NIST 800-207 defines Zero Trust as providing:

“...a collection of concepts and ideas designed to minimize uncertainty in enforcing accurate, least privilege per-request access decisions in information systems and services in the face of a network viewed as compromised."

“This definition focuses on the crux of the issue, which is the goal to prevent unauthorized access to data and services coupled with making the access control enforcement as granular as possible.”


Koverse applies Zero Trust principles to data at rest by enabling data owners to reduce the granularity of privilege to the record or sub-record level, and by performing access decisions for every data access request regardless of previously successful requests. This allows data owners to shrink implicit trust zones down to the record and sub-record level, and for changes in data access policies to be affected in real time. It also means that organizations can make access control decisions based on data, regardless of network location.

Further, Koverse allows data to be protected using both role-based access control (RBAC) and attribute-based access control (ABAC).

In the Zero Trust Maturity Model, “data” is one of the pillars. Koverse goes beyond even the Optimal requirements outlined in this model for data at rest.

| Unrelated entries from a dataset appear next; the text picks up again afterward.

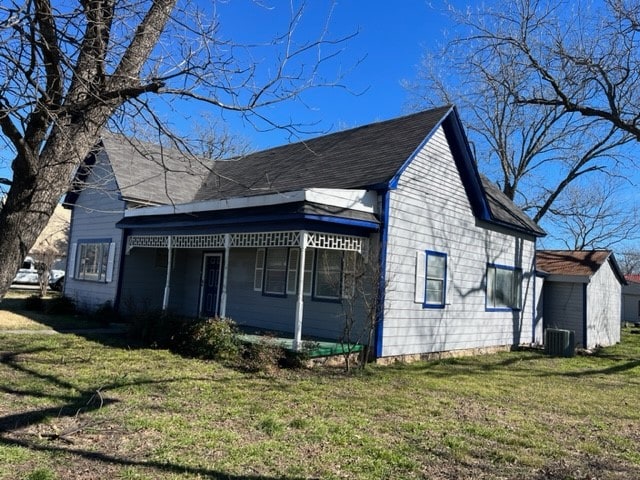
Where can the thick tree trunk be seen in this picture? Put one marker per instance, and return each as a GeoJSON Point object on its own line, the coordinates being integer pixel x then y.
{"type": "Point", "coordinates": [33, 197]}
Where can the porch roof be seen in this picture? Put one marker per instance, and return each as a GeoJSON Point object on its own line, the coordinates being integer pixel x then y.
{"type": "Point", "coordinates": [290, 216]}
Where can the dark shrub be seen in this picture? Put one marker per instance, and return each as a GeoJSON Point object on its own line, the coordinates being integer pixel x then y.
{"type": "Point", "coordinates": [33, 303]}
{"type": "Point", "coordinates": [299, 359]}
{"type": "Point", "coordinates": [159, 329]}
{"type": "Point", "coordinates": [213, 338]}
{"type": "Point", "coordinates": [61, 306]}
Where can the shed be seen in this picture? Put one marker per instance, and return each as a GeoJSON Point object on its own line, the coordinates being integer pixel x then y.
{"type": "Point", "coordinates": [582, 292]}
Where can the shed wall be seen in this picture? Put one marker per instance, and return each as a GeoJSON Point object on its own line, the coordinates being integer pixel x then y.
{"type": "Point", "coordinates": [604, 296]}
{"type": "Point", "coordinates": [564, 307]}
{"type": "Point", "coordinates": [430, 210]}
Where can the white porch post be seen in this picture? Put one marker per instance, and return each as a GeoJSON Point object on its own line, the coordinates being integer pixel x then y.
{"type": "Point", "coordinates": [297, 341]}
{"type": "Point", "coordinates": [225, 273]}
{"type": "Point", "coordinates": [167, 285]}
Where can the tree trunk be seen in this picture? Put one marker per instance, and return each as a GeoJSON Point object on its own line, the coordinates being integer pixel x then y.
{"type": "Point", "coordinates": [32, 198]}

"Agency data should be protected on devices, in applications, and networks. Agencies should inventory, categorize, and label data, protect data at rest and in transit, and deploy mechanisms for detection data exfiltration."


Foundation of Zero Trust

We’ll review how Koverse fulfills or exceeds the optimal requirements for the data pillar.

Inventory Management - “Agency continuously inventories data with robust tagging and tracking. Agency augments categorization with machine learning models.”

Koverse provides a crucial data tagging capability to data, allowing data sets, columns, individual records and sub-records to be tagged with security labels that define read access requirements.

Custom machine learning models can be included in this data tagging process, especially when tags do not already exist in the data or when humans have not yet tagged the data.

Access Determination - “Agency’s access to data is dynamic, supporting just- in-time and just-enough principles, and continual risk-based determinations.”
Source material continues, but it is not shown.